About the Speaker:Jim Raymo is Professor of Sociology and the Henry Wendt III Professor of East Asian Studies at Princeton University. Raymo is a social demographer whose research focuses on documenting and understanding the causes and potential consequences of demographic changes associated with population aging in Japan. His published research includes analyses of marriage timing, divorce, recession and fertility, marriage and women’s health, single mothers’ well-being, living alone, family change and social inequality, employment and health at older ages, and regional differences in health at older ages. He is currently engaged in three projects: In the first, he uses newly-available survey data to examine the socioeconomic and family correlates of children’s academic performance, personal relationships, and emotional health. This is a collaborative project involving scholars addressing similar questions in China and Korea. In the second project, he is examining the social, cultural, economic, and policy factors underlying striking demographic similarities among countries in East Asia and Southern Europe, with a particular focus on the roles of gender inequality, family ties, and growing unpredictability of the life course. He is chairing a scientific panel on this subject sponsored by the International Union for the Scientific Study of Population. In the third project, he is working with colleagues in Japan to document the well-being of single mothers and their children and to understand the ways in which intergenerational coresidence and intrafamilial exchanges of support may (or may not) offset some of the disadvantages faced by unmarried mothers.
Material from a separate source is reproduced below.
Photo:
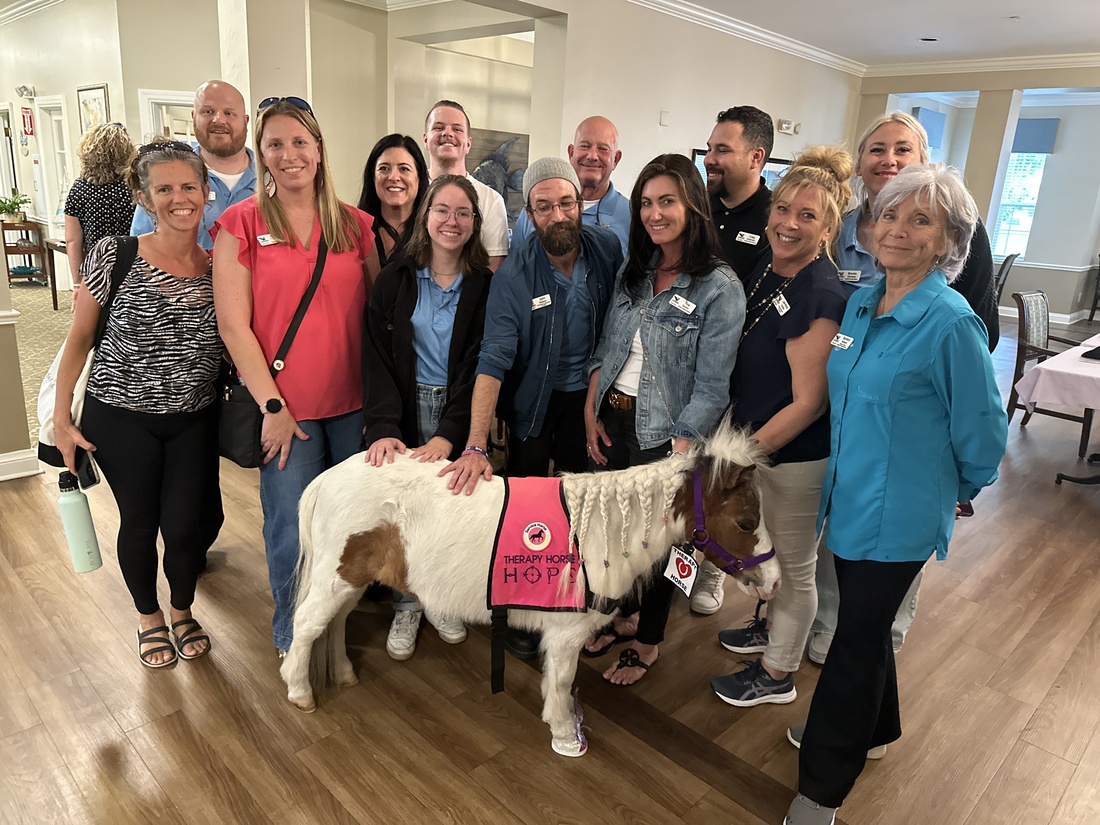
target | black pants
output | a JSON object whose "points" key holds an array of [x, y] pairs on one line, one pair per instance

His research has been published in leading U.S. journals such as American Sociological Review, American Journal of Sociology, Demography, Journal of Gerontology: Social Sciences, and Journal of Marriage and Family as well as in Japanese journals. Raymo serves on the board of directors of the Population Association of America and is an associate editor of Journals of Gerontology: Social Sciences and Demography. He earned his Ph.D. in Sociology from the University of Michigan in 2000.